In attempting to set the tone of eulogies for his old friend and occasional sparring partner, the octogenarian Lee showed how out of touch he is, if, charitably, that’s what it is.

He seems to have forgotten that Suharto’s corruption also cost his beloved Singapore billions after Indonesia’s economy collapsed in 1997-98. Singapore was hammered by the contagion, falling into recession but it also committed US$5 billion to the IMF-led bailout.

 

Since then Singapore’s institutions have periodically chimed into Indonesia to execute what has often appeared to be a prop-up, notably in 2001-02 at the depths of the Megawati experiment when Indonesia was beset by Islamist terror bombings, which fretted vulnerable Singaporeans. That’s when state-owned Temasek and the Government Investment Corp pumped billions into strategic Indonesian assets at a time when few foreign investors would dare touch the poisonous place.

It looked a lot like an attempt to keep the neighbor afloat, lest its problems wash over into the city-state. And Indonesia’s ailments have been politically useful; underpinning every Singapore “election” is the ill-concealed notion that democracy brings chaos. For Singapore, that’s balanced to some degree by the billions salted in local banks belonging to various Indonesia miscreants that Singapore seems reluctant to give up to Jakarta, and the multiples made by those Temasek investments, particularly in telecoms (though this current government seems intent on unwinding those deals).

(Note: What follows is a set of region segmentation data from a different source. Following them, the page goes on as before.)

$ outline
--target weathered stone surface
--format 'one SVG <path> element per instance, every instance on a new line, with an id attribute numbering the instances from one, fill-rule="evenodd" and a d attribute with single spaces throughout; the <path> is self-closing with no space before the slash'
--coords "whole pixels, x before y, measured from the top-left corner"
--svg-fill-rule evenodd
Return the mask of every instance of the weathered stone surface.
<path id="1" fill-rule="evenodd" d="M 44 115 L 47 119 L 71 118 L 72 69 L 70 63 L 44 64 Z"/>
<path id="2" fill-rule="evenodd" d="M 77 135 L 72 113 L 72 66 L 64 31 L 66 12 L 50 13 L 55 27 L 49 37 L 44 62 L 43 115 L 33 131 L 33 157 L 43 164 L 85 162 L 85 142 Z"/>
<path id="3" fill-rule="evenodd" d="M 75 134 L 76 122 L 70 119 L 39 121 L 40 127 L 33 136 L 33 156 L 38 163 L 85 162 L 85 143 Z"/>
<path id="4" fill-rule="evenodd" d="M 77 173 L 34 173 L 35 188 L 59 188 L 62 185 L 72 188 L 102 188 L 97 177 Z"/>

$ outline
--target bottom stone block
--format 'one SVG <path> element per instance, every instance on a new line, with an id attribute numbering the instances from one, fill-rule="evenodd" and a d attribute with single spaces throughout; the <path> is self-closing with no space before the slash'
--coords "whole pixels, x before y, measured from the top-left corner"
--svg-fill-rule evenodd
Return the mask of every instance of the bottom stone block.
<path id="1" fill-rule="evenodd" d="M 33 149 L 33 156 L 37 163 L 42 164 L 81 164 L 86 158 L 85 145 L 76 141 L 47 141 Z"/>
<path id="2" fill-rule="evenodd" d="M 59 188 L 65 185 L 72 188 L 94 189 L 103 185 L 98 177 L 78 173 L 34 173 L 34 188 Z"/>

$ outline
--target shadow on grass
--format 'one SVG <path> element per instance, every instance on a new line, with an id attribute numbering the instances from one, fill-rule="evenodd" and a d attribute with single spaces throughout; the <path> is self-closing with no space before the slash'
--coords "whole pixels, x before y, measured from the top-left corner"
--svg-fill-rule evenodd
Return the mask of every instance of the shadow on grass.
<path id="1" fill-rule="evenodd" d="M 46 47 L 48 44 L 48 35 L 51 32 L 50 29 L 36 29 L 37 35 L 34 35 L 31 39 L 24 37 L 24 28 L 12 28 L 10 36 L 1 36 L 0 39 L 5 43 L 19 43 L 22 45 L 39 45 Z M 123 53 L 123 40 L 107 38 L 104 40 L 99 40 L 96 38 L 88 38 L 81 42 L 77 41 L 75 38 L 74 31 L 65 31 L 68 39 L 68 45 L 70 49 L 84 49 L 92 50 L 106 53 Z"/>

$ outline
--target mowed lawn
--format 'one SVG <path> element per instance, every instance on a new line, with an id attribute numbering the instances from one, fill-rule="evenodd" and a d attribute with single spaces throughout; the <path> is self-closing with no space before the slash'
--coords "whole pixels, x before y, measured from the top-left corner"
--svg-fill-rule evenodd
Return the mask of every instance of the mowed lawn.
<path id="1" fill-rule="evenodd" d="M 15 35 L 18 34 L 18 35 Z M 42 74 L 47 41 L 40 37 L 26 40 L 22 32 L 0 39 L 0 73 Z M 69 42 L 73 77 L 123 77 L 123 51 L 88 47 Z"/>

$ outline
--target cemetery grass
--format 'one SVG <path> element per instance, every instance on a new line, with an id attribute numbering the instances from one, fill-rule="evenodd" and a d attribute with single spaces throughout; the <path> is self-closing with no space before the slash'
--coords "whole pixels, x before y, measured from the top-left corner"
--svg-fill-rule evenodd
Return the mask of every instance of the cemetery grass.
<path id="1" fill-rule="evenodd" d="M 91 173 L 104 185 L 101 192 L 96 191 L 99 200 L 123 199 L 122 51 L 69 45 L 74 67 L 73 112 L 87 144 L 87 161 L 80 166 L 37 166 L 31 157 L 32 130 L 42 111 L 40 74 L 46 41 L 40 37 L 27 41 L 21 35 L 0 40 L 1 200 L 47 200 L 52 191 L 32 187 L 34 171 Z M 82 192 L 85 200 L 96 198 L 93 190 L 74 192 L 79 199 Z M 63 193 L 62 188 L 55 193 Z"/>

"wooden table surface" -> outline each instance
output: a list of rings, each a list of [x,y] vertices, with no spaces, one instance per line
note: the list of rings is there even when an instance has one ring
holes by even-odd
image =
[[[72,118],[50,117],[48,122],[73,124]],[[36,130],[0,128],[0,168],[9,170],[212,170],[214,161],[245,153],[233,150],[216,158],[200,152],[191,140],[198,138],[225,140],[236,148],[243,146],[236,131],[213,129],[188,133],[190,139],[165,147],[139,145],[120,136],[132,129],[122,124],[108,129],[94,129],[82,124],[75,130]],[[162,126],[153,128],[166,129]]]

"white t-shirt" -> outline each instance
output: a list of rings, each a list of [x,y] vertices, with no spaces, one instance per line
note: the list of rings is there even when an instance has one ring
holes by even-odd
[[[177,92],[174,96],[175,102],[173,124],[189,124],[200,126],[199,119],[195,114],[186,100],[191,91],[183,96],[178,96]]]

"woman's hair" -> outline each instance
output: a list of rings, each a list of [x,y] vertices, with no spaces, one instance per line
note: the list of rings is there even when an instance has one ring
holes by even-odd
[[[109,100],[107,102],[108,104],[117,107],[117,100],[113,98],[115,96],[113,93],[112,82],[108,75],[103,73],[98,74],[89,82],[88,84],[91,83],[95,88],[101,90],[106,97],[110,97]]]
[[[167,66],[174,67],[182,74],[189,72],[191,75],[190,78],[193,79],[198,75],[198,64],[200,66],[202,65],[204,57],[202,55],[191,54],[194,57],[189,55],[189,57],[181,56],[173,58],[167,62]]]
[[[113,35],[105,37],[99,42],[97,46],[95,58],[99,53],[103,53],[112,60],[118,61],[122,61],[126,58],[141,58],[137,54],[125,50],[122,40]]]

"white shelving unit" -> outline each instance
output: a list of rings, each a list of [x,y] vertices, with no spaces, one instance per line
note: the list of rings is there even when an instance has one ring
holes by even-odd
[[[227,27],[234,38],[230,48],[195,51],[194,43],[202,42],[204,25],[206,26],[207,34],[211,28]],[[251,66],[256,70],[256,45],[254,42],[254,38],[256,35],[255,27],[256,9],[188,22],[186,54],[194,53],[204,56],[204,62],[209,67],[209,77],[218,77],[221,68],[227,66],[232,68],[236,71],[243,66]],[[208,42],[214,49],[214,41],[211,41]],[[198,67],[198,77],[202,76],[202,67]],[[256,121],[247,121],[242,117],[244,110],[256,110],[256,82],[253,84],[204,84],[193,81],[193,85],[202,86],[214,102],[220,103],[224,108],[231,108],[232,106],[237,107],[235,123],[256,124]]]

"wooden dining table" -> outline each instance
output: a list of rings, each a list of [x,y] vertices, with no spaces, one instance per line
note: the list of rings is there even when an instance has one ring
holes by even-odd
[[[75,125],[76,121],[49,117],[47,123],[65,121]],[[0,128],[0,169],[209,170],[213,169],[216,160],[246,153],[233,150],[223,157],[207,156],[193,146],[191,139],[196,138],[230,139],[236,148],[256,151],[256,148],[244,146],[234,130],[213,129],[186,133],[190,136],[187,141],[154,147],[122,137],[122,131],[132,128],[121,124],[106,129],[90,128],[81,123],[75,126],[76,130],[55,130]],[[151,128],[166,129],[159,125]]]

But there is no reliable way to quantify the opportunity losses in regional investment from the Suharto wash-up. Indonesia has always been the elephant in ASEAN’s room and as Jakarta gamely dealt with the mess Suharto left behind, ASEAN went from being a global economic hothouse, commanding the sort of attention China and India now enjoy, to being a backwater afterthought, the image not helped in places that don’t easily distinguish national differences by the billions lost in failed Indonesian companies.

One area has been commodities. Indonesia has lot of them, the stuff China and India need. But although Indonesia’s minerals were notionally cheaper than Canadian, Chilean and Australian, it has been those expensive developed countries that have prospered from the mighty China-led resources boom because they can guarantee supply without too many backhanders, something the appalling infrastructure and corruption left by Suharto’s legacy cannot.